After the brief illusion that the boss had calmed down, his fans were able to breathe with relief: The Donald started kicking again, accused former President Barack Obama of wiretapping his phones during the election campaign, kept insulting the media and returned to his administration, which is being run in circles of insanity, lies and a world of alternative facts.
Within this chaos, as if in a bubble, the White House is doing extensive work on one issue that has to do with us: How to bring Israel and the Palestinians back to the negotiating table and fulfill Trump’s grandiose ambition to reach a historic peace agreement that would echo throughout the region and the entire world. He seems obsessed with this issue, perhaps because his predecessors failed and he wants to show that he—the great Donald—is the only one who can do it.

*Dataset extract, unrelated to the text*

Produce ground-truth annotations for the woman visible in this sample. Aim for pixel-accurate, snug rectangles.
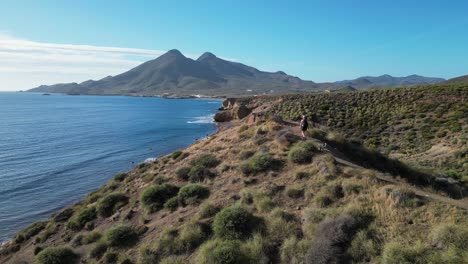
[301,115,309,139]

Through secret channels and indirect paths, Trump is negotiating with Saudi Arabia, which he sees as a key state for the creation of a Sunni front against Iran. Obama approached the issue with a sense of mission, with a world view, an aspiration for justice and ideals: He wanted to put an end to the Palestinian suffering and save Israel and help it retain its status as a Jewish democratic state. Israelis saw him as an enemy. Now, with Trump’s activeness, the Israeli Right will likely miss Obama. Because Obama approached the issue with the composure of a leader searching for a solution, while Trump is bursting forth restlessly, and it’s not exactly clear why he is so obsessed with this issue, when he hasn’t even started picking up the pieces of torn America.

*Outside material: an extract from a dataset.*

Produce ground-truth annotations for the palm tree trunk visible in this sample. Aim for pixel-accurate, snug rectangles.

Trump is looking at the map of the Middle East through the eyes of a real estate mogul: He will parcellate the West Bank, measure lands, draw borders, and he is the one who will cut the ribbon. The man who is unable to read an intelligence document with more than nine paragraphs is not interested in the details, in the history, in the complexity and in the drives of the region’s people. His vision is to see towers rising on both sides of the Green Line, with water fountains and marble everywhere. That’s what he’s familiar with.
Diplomats from Washington briefed Palestinian President Mahmoud Abbas ahead of his phone call with Trump: Don’t fight him, don’t argue and don’t you dare whine that he is on Prime Minister Benjamin Netanyahu’s side. All he wants is to receive love and recognition, because he is the admired Donald. Abbas took the advice to heart, and the conversation yielded both an understanding and an invitation to the White House.

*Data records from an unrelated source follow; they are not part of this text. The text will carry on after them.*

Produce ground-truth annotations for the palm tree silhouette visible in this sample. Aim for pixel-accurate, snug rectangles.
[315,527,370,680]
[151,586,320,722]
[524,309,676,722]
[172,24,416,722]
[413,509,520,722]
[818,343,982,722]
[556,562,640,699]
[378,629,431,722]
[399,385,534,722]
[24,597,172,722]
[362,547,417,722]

The talks will continue, and the aim is to make a bombastic move of organizing a regional conference. The formula that would make it possible, according to the working plan at the White House, is that Trump will get Netanyahu to avoid building new settlements, give Abbas his word that the American embassy will not move to Jerusalem, make Saudi Arabia, Egypt and Jordan partners in the talks, and will try to do what he believes he can—bring about a peace agreement.
Why is Trump gambling on this issue? Because he needs a foreign policy achievement, and not because he really cares. He wants a grandiose deal, and he is approaching the issue with no sentiments whatsoever. As far as he’s concerned, failure means a bleeding wound to his ego. He won’t let that happen. He will try to subdue not only Abbas, but also Netanyahu, because as he learned in the business world: “friends get no discounts.”
Netanyahu, who can’t and doesn’t want this, will try to play for time, because he knows that when Trump fails to do something his way, he turns away and goes looking for a different toy. Although the White House wants this very much, it’s hard to believe that the time has arrived for history to be made in the region.